I let go of the staff, breathing in jagged, heavy gulps of mountain air. I felt more solid than I ever had—my "Weight" was no longer a burden, but a foundation. But the air around us was starting to warp in response to my shift. The peach blossoms were turning into shards of silver light, and the sky above the peaks was bruising into a deep, electric violet.
"The Witness is here," Wukong said, his playful tone vanishing as he looked toward the highest peak of the mountain. "And he's not happy you just broke the illusion he spent the last ten minutes trying to calibrate for you."
A figure descended from the clouds, but it didn't descend like a bird or a man. It moved like a cursor on a screen, jumping from one coordinate to the next. It didn't have a face, or a body, or a name. It was a giant, floating Eye, three stories tall, encased in a rotating pyramid of shifting geometric glass. This was the Witness of the Heavenly Bureaucracy, the ultimate auditor of the Middle Kingdom.
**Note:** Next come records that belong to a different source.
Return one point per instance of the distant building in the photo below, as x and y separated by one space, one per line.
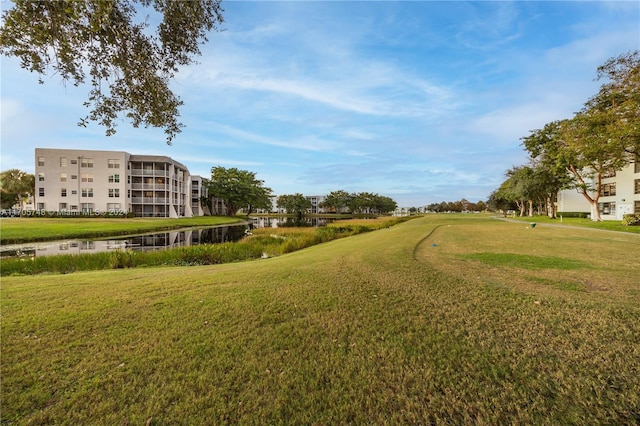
72 181
620 195
316 200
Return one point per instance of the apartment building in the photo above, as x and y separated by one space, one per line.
72 181
620 195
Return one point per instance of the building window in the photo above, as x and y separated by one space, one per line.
608 189
87 208
607 208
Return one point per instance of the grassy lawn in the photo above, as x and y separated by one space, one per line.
447 319
606 225
17 230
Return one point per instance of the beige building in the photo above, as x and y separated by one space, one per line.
84 181
620 195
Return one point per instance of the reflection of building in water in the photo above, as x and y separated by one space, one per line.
157 241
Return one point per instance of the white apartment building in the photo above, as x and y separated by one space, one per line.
620 195
70 181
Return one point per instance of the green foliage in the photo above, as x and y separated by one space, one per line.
379 329
601 138
128 67
16 184
296 204
631 219
581 215
239 189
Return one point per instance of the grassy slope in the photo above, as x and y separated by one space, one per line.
378 328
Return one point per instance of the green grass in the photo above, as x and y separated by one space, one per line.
606 225
267 242
17 230
526 261
388 327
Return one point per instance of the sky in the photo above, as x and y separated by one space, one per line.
420 101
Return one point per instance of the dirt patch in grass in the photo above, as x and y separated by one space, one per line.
541 261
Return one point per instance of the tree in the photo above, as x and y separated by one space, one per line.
129 68
238 189
519 188
337 200
618 100
550 171
600 139
17 185
296 204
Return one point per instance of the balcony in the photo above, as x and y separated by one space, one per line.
149 200
150 186
147 172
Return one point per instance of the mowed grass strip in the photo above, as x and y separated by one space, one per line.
371 329
16 230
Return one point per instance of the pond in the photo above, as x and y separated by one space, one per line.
153 241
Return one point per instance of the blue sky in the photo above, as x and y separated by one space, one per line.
420 101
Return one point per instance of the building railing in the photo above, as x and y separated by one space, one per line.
150 186
144 172
150 200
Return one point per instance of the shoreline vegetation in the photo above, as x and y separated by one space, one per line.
262 243
443 319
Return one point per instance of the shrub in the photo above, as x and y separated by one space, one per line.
631 219
581 215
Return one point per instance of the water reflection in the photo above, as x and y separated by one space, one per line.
281 222
146 242
155 241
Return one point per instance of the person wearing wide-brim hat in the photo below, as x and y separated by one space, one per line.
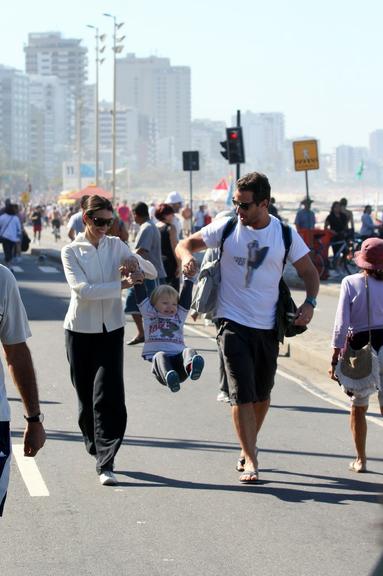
352 318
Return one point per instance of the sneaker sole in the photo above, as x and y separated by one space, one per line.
173 381
198 364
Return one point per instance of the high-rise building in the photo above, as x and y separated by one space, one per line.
49 54
264 137
48 98
161 94
14 115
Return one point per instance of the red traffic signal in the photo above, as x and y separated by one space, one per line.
234 148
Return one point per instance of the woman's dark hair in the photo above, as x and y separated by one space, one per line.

The Eye didn't attack with fire or thunder. It simply looked at me. It opened its massive lid, and a beam of pure, clinical light washed over the garden. As it did, every secret I had stored in my hands—every memory I had just converted, every spark of power I had stolen—started to bleed out toward it. It was a vacuum for the truth, a divine "Copy-Paste" command that was trying to suck my existence dry to see if I was a valid entry.
"That's the Witness," Wukong muttered, his fur standing on end as he tightened his grip on the Ruyi Jingu Bang. "He's here to see if you're worth the ink it takes to write your name in the Ledger of the Living. If you blink, if you hesitate for even a micro-second, he'll erase everything you just fought to remember. He'll turn you back into roadkill."
I didn't blink. I didn't even flinch as the light began to peel back the layers of my skin. I reached into my pocket and felt the silver thimble I had taken from the Fate in the museum—the item that represented the "End" of a thread. It was glowing with a frantic, cold light.
"He wants the truth?" I said, stepping forward into the beam of the Eye. My voice sounded like grinding stones, heavy and absolute. "I'll give him more than he can handle. I'll give him the truth of a world that hasn't been written yet."
I raised my hand, the gold vortex spinning so fast it became a solid disc of light. The fight hadn't just begun. It had just become a trial where I was both the defendant and the judge.